Linkage disequilibrium and pop. structure - AndersenLab/Genetic-Analysis GitHub Wiki
Lecture 14
Difference between Linkage Mapping and Association Mapping:
- Linkage mapping uses families to study rare disease-causing alleles that have a large effect on the phenotype of interest.
- Association mapping uses a population of individuals to study common disease-causing alleles that generally have a small effect on the phenotype of interest.
- In aggregate, multiple common, small-effect loci found through association mapping can have a high effect on the phenotype, but each individual locus has a small-effect.
- Whereas in linkage mapping we can follow the disease-causing allele through the generations, in association mapping we only know we have a group of people who have a disease and a group of people without the disease and we can use statistical tests to identify the likelihood that a particular allele is linked to that disease
- For this to work we need a high sample size
Linkage disequilibrium (LD) is the non-random association of alleles at different loci
- If two alleles are in high LD, they are thought to be tightly linked
- LD makes genotyping easier and cheaper - we need only one allele from an LD block to represent the individual's genotype
Calculating haplotype frequencies in a population Let's say we have two linked loci that each have two alleles (A or a and B or b)

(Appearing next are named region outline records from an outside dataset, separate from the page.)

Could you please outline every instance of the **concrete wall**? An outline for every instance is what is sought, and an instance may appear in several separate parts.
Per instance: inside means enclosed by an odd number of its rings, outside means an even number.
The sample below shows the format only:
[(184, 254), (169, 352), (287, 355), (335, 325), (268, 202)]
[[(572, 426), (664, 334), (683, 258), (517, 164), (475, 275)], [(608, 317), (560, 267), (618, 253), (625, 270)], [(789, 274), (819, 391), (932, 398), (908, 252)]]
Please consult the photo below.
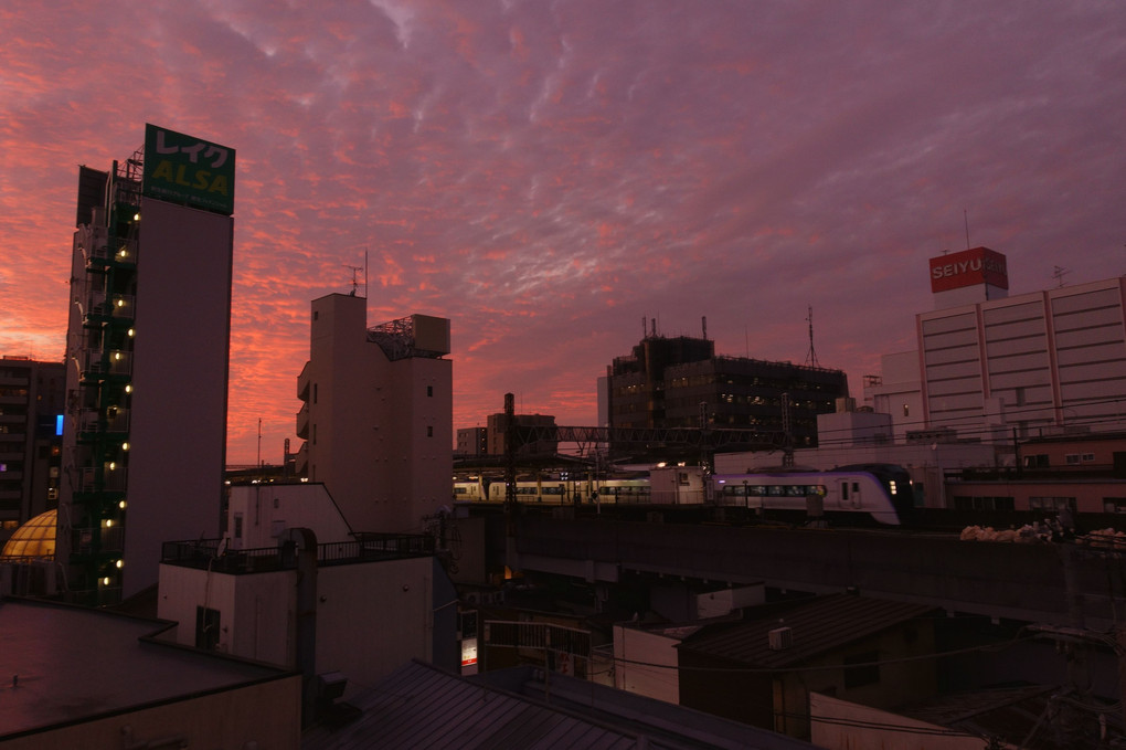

- pA = frequency of A in the population (proportion of gametes with A)
- pa = 1 - pA
- pB = frequency of B in the population (proportion of gametes with B)
- pb = 1 - pB
- pAB = frequency of the AB haplotype (proportion of gametes with A and B)
If these two alleles are NOT LINKED (i.e. independently associating) we expect the probability of A and B occurring together would be pA * pB. If pA * pB is not equal to pAB, the two alleles are likely linked (linkage disequilibrium is observed).
We commonly use correlation, r2, to calculate LD. This value ranges from 0 (equilibrium, not linked) to 1 (disequilibrium, perfectly linked)
- r2 = (pAB - pA * pB)2 / (pA * (1 - pA) * pB * (1 - pB))
REMEMBER: When calculating LD, you are counting the frequency of haplotypes not individuals (each diploid individual has two chromosomes, so two haplotypes)
- Count number of haplotypes in population of individuals
- Convert number to frequency of haplotypes (sum of all haplotype frequencies should equal 1!)
- Convert to frequencies of alleles (Remember: p(A) + p(a) = 1 and p(B) + p(b) = 1)
- pA = p(AB) + p(Ab)
- pa = 1 - pA
- pB = p(AB) + p(aB)
- pb = 1 - pB
- Plug and chug!
Thought question: would you choose to do association mapping in African populations (less LD) or Asian populations (more LD)?